According to defense companies reporting to the NCIC, 58 percent of the people who tried to spy on them in 1999 were individuals or working for foreign companies. Twenty-two percent were government-sponsored spies, and 20 percent were working for entities affiliated with government agencies.
A survey of company heads found that China, Japan, Israel, France, Korea, Taiwan and India did the most industrial spying. Experts say Washington is also cognizant of who is spying on its stuff, but tolerates it because it, in essence, does the same thing.
"There's an unspoken areement that everybody does this and that it will be mutually tolerated as long as it remains within certain boundaries," said Aftergood. "The Hanssen case evidently exceeded the bound of what is tolerated and this expulsion is the result."
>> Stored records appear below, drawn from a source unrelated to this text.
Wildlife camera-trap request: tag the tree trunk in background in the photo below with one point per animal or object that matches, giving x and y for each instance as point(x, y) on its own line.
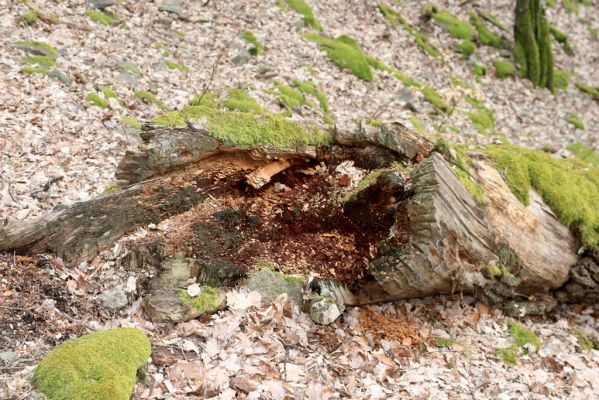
point(532, 47)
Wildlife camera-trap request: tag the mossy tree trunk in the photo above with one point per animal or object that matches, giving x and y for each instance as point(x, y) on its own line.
point(418, 227)
point(532, 47)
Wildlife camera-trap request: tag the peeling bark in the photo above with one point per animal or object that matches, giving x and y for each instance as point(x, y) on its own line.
point(402, 235)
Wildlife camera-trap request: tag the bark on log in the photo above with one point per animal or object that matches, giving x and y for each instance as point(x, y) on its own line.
point(82, 230)
point(414, 234)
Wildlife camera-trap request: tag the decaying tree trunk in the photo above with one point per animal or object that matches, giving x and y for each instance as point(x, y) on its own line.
point(408, 229)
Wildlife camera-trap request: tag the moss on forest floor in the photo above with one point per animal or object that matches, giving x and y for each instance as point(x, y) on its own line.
point(101, 365)
point(245, 129)
point(569, 186)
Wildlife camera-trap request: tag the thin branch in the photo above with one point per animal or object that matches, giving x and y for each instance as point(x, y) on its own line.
point(54, 20)
point(215, 66)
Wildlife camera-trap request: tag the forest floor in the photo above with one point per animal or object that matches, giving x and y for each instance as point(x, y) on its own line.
point(57, 147)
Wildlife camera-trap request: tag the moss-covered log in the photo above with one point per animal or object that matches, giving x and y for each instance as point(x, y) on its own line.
point(381, 209)
point(532, 43)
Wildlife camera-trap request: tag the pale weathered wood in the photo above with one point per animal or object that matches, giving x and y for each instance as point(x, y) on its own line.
point(441, 240)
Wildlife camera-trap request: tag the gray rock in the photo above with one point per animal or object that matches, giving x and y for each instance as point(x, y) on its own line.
point(163, 305)
point(175, 272)
point(324, 311)
point(241, 57)
point(127, 77)
point(34, 49)
point(61, 76)
point(219, 273)
point(271, 284)
point(115, 298)
point(7, 357)
point(172, 6)
point(102, 4)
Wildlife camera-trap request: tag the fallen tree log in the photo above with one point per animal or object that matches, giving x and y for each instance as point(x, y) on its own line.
point(377, 211)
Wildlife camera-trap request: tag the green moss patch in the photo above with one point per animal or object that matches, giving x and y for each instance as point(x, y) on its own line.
point(562, 79)
point(131, 68)
point(532, 45)
point(131, 122)
point(466, 48)
point(435, 99)
point(594, 92)
point(509, 355)
point(575, 121)
point(503, 69)
point(99, 17)
point(523, 335)
point(571, 6)
point(29, 17)
point(148, 97)
point(479, 70)
point(240, 100)
point(493, 20)
point(209, 299)
point(100, 366)
point(110, 94)
point(37, 47)
point(42, 61)
point(569, 186)
point(246, 130)
point(170, 64)
point(257, 47)
point(310, 88)
point(563, 39)
point(96, 100)
point(456, 27)
point(445, 342)
point(292, 98)
point(585, 341)
point(485, 35)
point(111, 189)
point(345, 52)
point(418, 125)
point(34, 70)
point(207, 99)
point(585, 153)
point(301, 7)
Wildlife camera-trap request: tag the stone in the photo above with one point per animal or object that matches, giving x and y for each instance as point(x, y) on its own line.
point(219, 273)
point(271, 284)
point(7, 357)
point(240, 54)
point(175, 272)
point(164, 305)
point(324, 311)
point(102, 4)
point(172, 6)
point(115, 298)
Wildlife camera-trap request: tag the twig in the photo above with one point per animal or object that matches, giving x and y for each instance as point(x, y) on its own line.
point(215, 66)
point(17, 308)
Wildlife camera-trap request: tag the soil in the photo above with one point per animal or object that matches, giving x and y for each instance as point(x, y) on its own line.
point(35, 303)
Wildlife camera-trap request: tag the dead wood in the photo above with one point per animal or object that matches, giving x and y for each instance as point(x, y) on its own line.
point(402, 235)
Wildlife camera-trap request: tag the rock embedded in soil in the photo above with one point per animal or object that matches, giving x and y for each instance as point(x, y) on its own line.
point(324, 311)
point(115, 298)
point(270, 284)
point(100, 366)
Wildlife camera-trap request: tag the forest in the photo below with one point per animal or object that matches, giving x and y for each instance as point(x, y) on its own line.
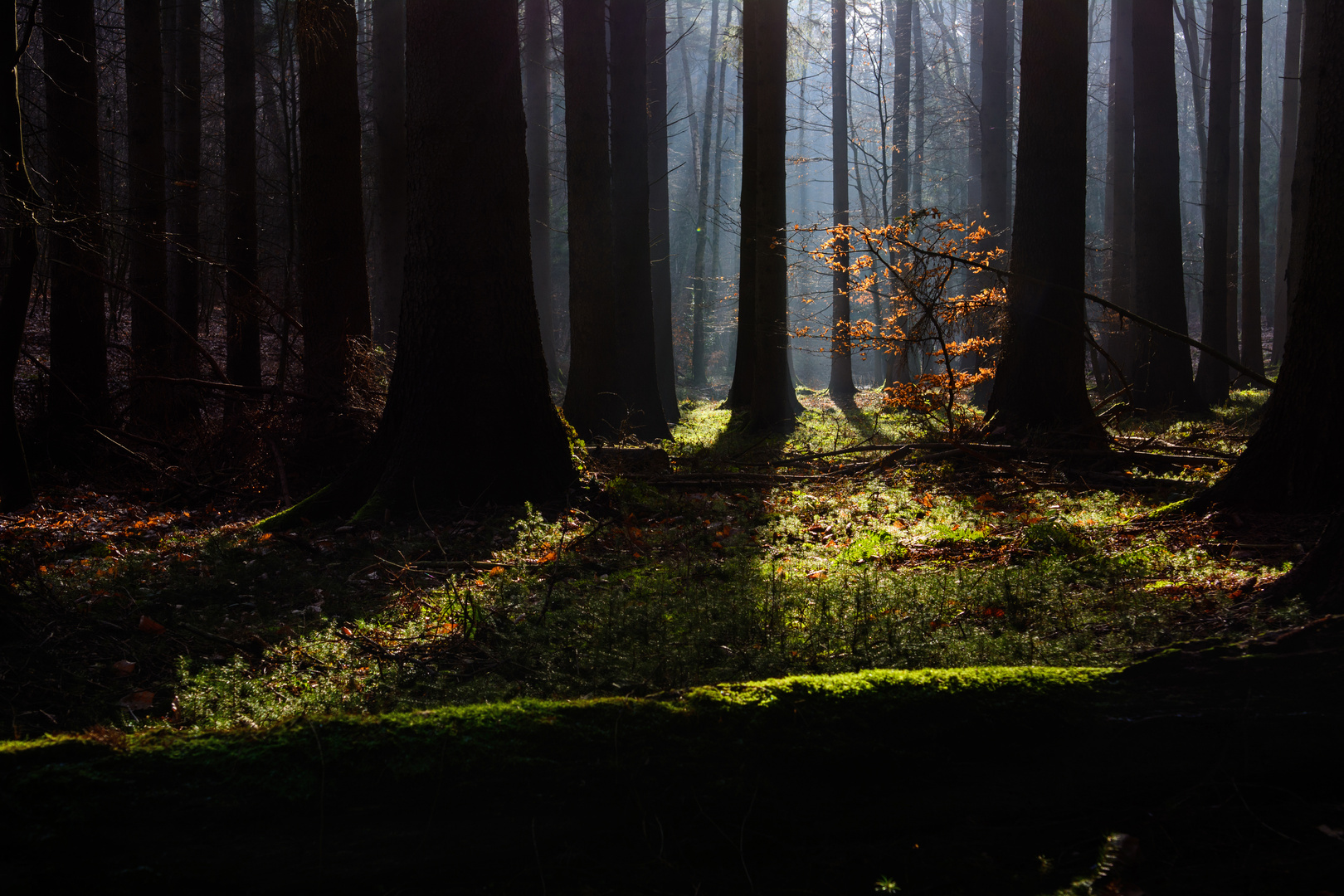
point(672, 446)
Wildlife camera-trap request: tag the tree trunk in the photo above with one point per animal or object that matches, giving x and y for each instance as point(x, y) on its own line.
point(390, 130)
point(1211, 377)
point(518, 446)
point(1120, 176)
point(699, 299)
point(660, 204)
point(1253, 353)
point(15, 486)
point(1234, 184)
point(841, 353)
point(636, 373)
point(773, 401)
point(1287, 153)
point(743, 363)
point(1292, 462)
point(183, 268)
point(147, 212)
point(242, 314)
point(537, 24)
point(1163, 377)
point(331, 215)
point(1040, 381)
point(590, 403)
point(75, 246)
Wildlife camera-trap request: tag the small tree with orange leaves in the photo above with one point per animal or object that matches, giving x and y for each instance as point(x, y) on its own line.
point(908, 268)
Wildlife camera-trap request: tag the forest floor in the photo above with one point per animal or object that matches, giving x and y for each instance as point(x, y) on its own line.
point(854, 543)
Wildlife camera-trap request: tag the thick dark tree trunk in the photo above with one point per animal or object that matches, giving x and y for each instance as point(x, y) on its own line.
point(699, 297)
point(183, 265)
point(1040, 381)
point(537, 82)
point(590, 402)
point(21, 197)
point(660, 204)
point(1253, 351)
point(1120, 176)
point(1292, 462)
point(390, 129)
point(1211, 377)
point(993, 148)
point(743, 364)
point(1287, 153)
point(147, 212)
point(841, 353)
point(78, 347)
point(773, 402)
point(242, 312)
point(1163, 375)
point(1234, 183)
point(518, 448)
point(636, 373)
point(331, 215)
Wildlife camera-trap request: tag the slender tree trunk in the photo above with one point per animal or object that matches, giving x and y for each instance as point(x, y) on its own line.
point(718, 158)
point(743, 362)
point(15, 486)
point(390, 129)
point(183, 265)
point(1040, 381)
point(1163, 377)
point(918, 112)
point(242, 314)
point(1253, 353)
point(1120, 176)
point(1292, 462)
point(147, 212)
point(537, 77)
point(1234, 183)
point(77, 241)
point(1287, 153)
point(637, 377)
point(660, 204)
point(331, 215)
point(518, 448)
point(841, 353)
point(590, 402)
point(773, 402)
point(1211, 377)
point(699, 299)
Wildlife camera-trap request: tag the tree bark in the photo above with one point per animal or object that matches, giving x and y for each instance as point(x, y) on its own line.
point(1163, 377)
point(420, 461)
point(1211, 379)
point(537, 77)
point(841, 353)
point(242, 312)
point(331, 223)
point(77, 240)
point(15, 486)
point(773, 401)
point(660, 204)
point(699, 299)
point(632, 275)
point(1253, 353)
point(590, 402)
point(743, 363)
point(1287, 153)
point(1120, 176)
point(1292, 462)
point(1040, 381)
point(390, 130)
point(183, 265)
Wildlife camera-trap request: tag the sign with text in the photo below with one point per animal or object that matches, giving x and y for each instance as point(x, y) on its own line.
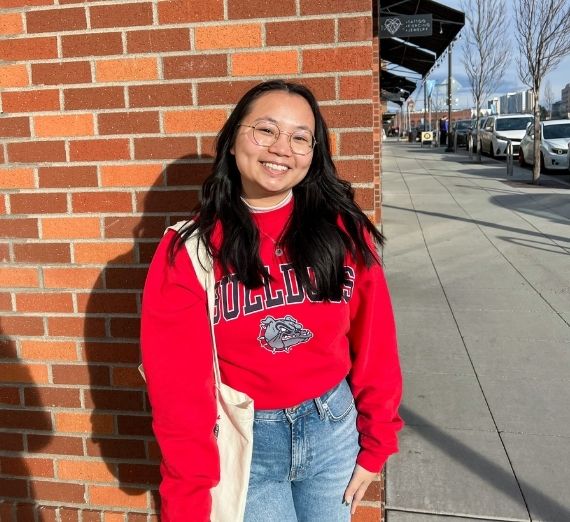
point(402, 26)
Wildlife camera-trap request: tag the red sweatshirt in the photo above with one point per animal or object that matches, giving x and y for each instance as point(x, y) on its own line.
point(275, 343)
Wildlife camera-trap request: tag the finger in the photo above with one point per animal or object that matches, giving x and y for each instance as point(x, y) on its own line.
point(359, 495)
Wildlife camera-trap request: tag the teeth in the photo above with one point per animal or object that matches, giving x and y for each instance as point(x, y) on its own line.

Aftergood points out that Hanssen approached the Russians, not vice versa, but that's nothing new. Many of America's recent, high-profile turncoats initiated their espionage, and experts believe there is a standard set of motivations for such treason dubbed "MICE," for "money, ideology, coercion and ego."
While trying to catch double agents, the United States is also busy refining its methods for gathering data abroad.
A 1997 Commission on Protecting and Reducing Government Secrecy report recommended that American embassies abroad do a better job of sniffing things out even if it means asking tourists to report what they saw.
In addition to collecting data from American diplomats, military personnel and other government representatives, "the State Department should also strengthen its efforts to acquire information from Americans living or travelling abroad in private capacities," the report suggested.